Chris Midgley, global head of analytics at S&P Global Platts, told CNBC via email that OPEC kingpin Saudi Arabia would likely maintain a “cautious” approach to production policy. This is because Riyadh would prefer to see global demand increase before adding supply and remains concerned about when Iranian oil could return to the market, he said.
“OPEC is treading a tight rope to sustain more attractive prices without hurting consumer confidence while not adding too much supply ahead of the weaker Autumn shoulder period for demand,” Midgley said.
The U.S. and Iran have been discussing the possibility of a new nuclear accord. If that happens, Iran could return at least 1 million barrels a day to the market. The timing is unclear, however, and the oil would have to be absorbed into OPEC’s production total if a deal is struck.

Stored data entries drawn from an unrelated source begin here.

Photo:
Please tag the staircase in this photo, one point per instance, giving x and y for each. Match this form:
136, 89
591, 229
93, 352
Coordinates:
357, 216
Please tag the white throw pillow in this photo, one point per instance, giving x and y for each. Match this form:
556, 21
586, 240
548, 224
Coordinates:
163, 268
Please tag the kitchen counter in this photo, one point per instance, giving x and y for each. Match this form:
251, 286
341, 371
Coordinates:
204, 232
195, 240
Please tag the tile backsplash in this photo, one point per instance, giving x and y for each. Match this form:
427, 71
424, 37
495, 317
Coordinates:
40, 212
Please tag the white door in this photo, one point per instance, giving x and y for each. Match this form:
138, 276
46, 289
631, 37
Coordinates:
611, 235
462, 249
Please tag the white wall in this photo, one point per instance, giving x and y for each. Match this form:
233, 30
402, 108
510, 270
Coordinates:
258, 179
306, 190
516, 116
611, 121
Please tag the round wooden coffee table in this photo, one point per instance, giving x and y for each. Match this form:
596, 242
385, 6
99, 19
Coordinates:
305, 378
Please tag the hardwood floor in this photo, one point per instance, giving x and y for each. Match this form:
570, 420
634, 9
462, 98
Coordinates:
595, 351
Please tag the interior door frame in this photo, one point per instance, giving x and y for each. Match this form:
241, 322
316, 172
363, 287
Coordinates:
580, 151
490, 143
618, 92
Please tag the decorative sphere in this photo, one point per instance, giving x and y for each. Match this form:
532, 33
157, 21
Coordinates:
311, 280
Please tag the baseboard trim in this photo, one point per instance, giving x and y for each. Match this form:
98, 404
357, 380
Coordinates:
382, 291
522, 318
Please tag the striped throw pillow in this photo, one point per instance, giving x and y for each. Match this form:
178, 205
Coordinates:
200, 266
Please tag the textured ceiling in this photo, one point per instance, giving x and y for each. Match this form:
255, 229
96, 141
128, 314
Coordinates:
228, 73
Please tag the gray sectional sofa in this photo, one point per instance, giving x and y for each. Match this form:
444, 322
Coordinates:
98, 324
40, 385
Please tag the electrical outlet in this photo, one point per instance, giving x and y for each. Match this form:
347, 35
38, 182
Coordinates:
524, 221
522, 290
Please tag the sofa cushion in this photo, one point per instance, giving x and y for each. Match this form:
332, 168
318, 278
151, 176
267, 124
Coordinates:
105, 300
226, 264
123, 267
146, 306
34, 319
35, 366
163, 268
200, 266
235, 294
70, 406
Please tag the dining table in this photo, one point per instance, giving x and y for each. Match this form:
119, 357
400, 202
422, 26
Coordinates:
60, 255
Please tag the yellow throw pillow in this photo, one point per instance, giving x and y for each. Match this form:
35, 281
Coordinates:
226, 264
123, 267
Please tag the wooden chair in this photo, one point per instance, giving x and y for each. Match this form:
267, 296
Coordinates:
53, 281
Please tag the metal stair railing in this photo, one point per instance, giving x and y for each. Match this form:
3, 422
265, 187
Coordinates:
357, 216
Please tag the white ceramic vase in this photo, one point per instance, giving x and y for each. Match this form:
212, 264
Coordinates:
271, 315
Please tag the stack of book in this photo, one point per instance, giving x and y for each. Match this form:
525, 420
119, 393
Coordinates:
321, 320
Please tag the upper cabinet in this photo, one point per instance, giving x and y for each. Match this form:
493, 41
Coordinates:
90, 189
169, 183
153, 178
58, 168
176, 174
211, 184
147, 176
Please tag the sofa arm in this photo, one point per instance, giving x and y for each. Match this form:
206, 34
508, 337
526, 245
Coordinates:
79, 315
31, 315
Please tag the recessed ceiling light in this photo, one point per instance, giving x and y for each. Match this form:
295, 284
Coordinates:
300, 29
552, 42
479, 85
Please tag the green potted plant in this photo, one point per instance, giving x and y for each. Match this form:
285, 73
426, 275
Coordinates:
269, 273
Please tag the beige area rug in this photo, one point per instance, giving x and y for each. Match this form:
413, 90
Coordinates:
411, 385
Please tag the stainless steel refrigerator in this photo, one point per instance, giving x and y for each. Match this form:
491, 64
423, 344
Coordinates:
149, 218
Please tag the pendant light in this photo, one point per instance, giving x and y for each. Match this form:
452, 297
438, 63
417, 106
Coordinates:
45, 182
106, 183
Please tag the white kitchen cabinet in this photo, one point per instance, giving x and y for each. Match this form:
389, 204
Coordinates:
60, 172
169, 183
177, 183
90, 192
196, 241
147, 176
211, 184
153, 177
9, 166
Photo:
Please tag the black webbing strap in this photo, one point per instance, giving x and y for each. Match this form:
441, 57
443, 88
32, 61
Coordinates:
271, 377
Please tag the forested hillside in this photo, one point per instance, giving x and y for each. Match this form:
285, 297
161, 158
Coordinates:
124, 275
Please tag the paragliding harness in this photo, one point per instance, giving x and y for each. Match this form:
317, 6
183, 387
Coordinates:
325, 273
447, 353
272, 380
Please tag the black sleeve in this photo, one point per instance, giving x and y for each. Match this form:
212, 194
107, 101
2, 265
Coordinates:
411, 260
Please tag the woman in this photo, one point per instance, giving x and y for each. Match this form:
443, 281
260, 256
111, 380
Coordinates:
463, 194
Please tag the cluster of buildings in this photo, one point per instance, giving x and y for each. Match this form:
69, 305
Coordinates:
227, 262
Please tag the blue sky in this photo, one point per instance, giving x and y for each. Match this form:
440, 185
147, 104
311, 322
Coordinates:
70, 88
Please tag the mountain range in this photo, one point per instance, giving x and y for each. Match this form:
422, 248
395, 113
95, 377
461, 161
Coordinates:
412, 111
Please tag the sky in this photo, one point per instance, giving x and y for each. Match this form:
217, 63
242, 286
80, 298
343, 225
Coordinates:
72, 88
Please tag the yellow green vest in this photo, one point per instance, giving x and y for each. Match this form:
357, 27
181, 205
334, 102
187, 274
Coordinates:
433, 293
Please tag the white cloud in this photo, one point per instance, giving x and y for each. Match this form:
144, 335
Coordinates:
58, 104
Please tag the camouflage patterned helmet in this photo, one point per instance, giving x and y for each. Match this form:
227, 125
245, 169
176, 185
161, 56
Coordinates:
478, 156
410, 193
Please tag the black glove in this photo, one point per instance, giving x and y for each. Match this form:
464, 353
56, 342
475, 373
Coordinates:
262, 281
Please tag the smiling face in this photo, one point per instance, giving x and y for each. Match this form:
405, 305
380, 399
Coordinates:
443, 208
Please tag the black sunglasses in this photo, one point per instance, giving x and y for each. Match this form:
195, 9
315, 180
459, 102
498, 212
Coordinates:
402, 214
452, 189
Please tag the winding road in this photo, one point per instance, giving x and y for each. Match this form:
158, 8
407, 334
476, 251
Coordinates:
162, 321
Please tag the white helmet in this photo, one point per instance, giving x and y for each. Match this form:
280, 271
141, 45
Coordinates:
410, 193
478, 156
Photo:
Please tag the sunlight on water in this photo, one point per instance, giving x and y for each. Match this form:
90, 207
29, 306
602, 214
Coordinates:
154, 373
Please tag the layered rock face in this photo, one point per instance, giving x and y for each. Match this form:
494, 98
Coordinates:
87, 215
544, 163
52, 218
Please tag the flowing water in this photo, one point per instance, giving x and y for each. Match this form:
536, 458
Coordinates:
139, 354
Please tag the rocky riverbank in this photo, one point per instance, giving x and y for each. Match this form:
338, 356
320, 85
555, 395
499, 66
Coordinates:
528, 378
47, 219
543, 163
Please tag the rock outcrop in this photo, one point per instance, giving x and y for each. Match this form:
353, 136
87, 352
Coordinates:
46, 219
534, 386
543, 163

“The global oil market is calling out for a substantial increase in supplies, but the Saudis are unlikely to oblige,” Stephen Brennock, oil analyst at PVM Oil Associates, said in a research note.
“A smaller than expected return of oil should ensure that the market continues to draw down inventories over [the second half of the year]. But just as importantly, it also leaves the market in no doubt that the OPEC+ alliance, or better said Saudi Arabia, has full control of the oil market,” Brennock said.
Oil demand
International Brent crude futures traded at $75.50 a barrel during morning deals in London, up around 1.2%, while U.S. West Texas Intermediate futures stood at $74.37, roughly 1.3% higher for the session.
Oil prices have rallied more than 45% year-to-date, supported by an easing of Covid-related restrictions, an uptick in goods transportation and increased air travel. Analysts on Wall Street still see plenty of room left to run in the coming months.
However, the spread of the delta Covid-19 variant worldwide has heightened concerns of a setback to oil demand. Renewed lockdown measures and rising costs have already resulted in slower factory growth in China, for instance.
Last month, OPEC said it expects oil demand to rise by 6 million barrels per day this year, with 5 million of that coming back in the second half of 2021.
“The overall brighter picture in relation to the pandemic recovery efforts has led to significantly improved oil market conditions and prospects for future growth,” OPEC Secretary-General Mohammad Barkindo said at the meeting of the Joint Technical Committee on Tuesday.
OPEC and non-OPEC partners would “continue to play an important and valuable role in accelerating the oil market rebalancing process,” he added.
— CNBC’s Patti Domm contributed to this report.